Cold Mountain is Charles Frazier's National Book Award winning Civil War novel — a wounded Confederate deserter walks across the Carolinas to return home to the woman he left behind. The pastoral-prose register and the parallel-journey structure are what make it work. If you finished it and needed more reading in the same register, these are our picks.

The shortlist

What to read next

  1. Blood Meridian
    Blood Meridian

    by Cormac McCarthy

    Blood Meridian by Cormac McCarthy 1985 review. A nameless teenager joins a band of Indian-hunters along the Texas-Mexico border in 1849. The most violent American novel of the late twentieth century and the rare McCarthy book that demands the prose attention it requires.

  2. No Country for Old Men
    No Country for Old Men

    by Cormac McCarthy

    No Country for Old Men by Cormac McCarthy 2005 review. A Texas welder finds a satchel of cash at a drug-deal massacre, and the man who comes for it does not stop. Late McCarthy in his cleanest thriller mode.

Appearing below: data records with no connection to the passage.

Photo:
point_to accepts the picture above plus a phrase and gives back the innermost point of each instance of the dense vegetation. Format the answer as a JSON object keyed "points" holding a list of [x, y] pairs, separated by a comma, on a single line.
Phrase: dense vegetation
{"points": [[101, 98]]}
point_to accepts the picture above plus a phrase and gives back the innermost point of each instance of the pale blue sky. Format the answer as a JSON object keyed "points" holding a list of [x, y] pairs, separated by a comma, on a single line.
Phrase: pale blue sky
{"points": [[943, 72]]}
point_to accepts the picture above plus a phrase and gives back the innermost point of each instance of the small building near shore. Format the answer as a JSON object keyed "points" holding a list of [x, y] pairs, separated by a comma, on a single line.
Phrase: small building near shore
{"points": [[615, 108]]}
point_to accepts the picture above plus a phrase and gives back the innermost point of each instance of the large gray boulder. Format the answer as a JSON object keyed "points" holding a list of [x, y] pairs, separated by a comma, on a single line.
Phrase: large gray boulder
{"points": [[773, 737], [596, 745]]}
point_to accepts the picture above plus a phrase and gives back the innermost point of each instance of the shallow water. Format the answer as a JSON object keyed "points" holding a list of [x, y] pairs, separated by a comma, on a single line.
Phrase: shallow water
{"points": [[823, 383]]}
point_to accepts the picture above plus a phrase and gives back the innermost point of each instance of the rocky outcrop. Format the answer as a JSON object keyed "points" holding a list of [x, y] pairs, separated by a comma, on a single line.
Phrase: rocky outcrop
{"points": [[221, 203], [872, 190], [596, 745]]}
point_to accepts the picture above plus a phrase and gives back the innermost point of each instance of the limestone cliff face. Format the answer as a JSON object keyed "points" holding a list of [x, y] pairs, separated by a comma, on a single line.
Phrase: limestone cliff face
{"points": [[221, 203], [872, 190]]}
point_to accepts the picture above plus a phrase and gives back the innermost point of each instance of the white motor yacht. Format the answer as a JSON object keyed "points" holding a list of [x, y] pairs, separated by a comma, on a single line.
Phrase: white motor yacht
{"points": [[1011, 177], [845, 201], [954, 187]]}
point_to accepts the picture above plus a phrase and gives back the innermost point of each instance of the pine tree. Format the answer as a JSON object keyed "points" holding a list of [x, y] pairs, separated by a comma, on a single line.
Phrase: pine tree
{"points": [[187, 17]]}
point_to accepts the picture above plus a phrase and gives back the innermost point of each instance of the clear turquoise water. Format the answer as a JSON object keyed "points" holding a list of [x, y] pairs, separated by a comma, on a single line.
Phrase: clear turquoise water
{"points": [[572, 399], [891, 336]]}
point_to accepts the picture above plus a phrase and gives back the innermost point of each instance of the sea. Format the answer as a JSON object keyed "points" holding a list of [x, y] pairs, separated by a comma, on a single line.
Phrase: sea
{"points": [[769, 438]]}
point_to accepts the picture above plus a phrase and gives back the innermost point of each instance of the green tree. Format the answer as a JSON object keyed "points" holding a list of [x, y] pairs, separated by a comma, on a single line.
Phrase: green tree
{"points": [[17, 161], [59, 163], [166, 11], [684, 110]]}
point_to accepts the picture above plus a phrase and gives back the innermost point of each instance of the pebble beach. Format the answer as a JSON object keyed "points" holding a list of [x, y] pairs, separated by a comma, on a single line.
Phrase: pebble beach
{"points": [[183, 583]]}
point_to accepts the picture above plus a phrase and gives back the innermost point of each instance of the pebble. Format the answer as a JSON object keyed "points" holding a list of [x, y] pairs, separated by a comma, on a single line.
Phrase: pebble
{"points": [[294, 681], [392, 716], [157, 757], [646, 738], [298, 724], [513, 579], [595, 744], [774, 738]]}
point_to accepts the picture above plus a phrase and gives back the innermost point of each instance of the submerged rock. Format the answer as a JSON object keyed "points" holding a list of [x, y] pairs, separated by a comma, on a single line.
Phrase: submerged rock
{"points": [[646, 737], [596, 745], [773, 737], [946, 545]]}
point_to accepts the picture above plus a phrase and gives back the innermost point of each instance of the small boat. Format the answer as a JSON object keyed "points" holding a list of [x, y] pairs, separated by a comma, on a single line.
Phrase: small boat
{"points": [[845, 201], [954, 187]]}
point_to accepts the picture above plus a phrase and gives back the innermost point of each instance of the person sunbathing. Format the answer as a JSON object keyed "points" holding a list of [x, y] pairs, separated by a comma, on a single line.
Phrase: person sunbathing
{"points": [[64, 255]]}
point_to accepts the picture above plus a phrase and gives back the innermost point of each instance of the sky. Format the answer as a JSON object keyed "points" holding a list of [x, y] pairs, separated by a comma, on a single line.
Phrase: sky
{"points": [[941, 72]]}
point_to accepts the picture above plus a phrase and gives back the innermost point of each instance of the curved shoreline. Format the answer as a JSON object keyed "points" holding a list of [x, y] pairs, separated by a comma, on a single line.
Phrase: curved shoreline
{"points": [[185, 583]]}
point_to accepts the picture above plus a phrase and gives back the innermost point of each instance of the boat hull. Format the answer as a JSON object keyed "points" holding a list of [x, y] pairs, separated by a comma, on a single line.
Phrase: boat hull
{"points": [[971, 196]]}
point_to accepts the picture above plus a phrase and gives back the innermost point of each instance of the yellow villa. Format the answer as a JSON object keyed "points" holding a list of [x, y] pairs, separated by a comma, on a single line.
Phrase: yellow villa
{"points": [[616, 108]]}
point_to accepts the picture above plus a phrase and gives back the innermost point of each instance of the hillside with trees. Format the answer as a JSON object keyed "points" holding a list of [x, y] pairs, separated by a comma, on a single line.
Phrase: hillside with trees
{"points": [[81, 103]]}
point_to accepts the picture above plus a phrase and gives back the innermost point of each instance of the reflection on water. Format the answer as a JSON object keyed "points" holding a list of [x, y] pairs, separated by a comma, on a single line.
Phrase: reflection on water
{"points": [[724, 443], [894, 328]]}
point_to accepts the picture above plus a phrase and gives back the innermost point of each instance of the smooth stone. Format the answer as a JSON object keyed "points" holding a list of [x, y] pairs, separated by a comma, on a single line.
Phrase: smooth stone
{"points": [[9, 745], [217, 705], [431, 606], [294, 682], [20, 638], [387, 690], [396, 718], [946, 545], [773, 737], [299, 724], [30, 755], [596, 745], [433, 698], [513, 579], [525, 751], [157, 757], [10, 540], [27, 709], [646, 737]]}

  3. All the Light We Cannot See
    All the Light We Cannot See

    by Anthony Doerr

    All the Light We Cannot See by Anthony Doerr 2014 review. A blind French girl and a German orphan radio specialist meet briefly in occupied Saint-Malo at the end of World War II. Pulitzer Prize 2015 and the canonical contemporary World War II novel.

  4. The Great Believers
    The Great Believers

    by Rebecca Makkai

    The Great Believers by Rebecca Makkai 2018 review. Two parallel narratives — Yale in the 1980s AIDS crisis in Chicago and Fiona in 2015 Paris. National Book Award finalist and Pulitzer Prize finalist 2019.

  5. The Covenant of Water
    The Covenant of Water

    by Abraham Verghese

    The Covenant of Water by Abraham Verghese 2023 review. Three generations of a Christian family on the Malabar Coast of Kerala, connected by a generational drowning condition. Verghese's second major novel.

  6. The Goldfinch
    The Goldfinch

    by Donna Tartt

    The Goldfinch by Donna Tartt 2013 review. Theo Decker, thirteen, survives a Metropolitan Museum bombing that kills his mother and ends up with a stolen painting that defines the next decade of his life. Pulitzer Prize 2014.

FAQ

Common questions about Cold Mountain read-alikes

What is the closest match for Cold Mountain?
Blood Meridian. Cormac McCarthy is the writer Cold Mountain reads as the gentler-Carolinas-pastoral cousin to. Both novels handle nineteenth-century American violence in the pastoral-historical register that contemporary American literary fiction rarely commits to.
I want more Charles Frazier.
Thirteen Moons (2006, on Cherokee removal), Nightwoods (2011), and Varina (2018, on Varina Davis) are the later novels. None are reviewed here yet but all are standard reading in any contemporary American historical-fiction syllabus.
I want another Civil War or nineteenth-century American novel.
Beloved (Toni Morrison on post-Emancipation memory), The Underground Railroad (Colson Whitehead on antebellum infrastructure), The Good Lord Bird (James McBride on John Brown), and James (Percival Everett on Huck Finn). All four are essential.
I want another patient historical novel.
All the Light We Cannot See (Anthony Doerr on World War II in Saint-Malo), The Great Believers (Rebecca Makkai on AIDS in Chicago), and The Covenant of Water (Abraham Verghese on twentieth-century Kerala). All three are doing related contemporary historical-realist work.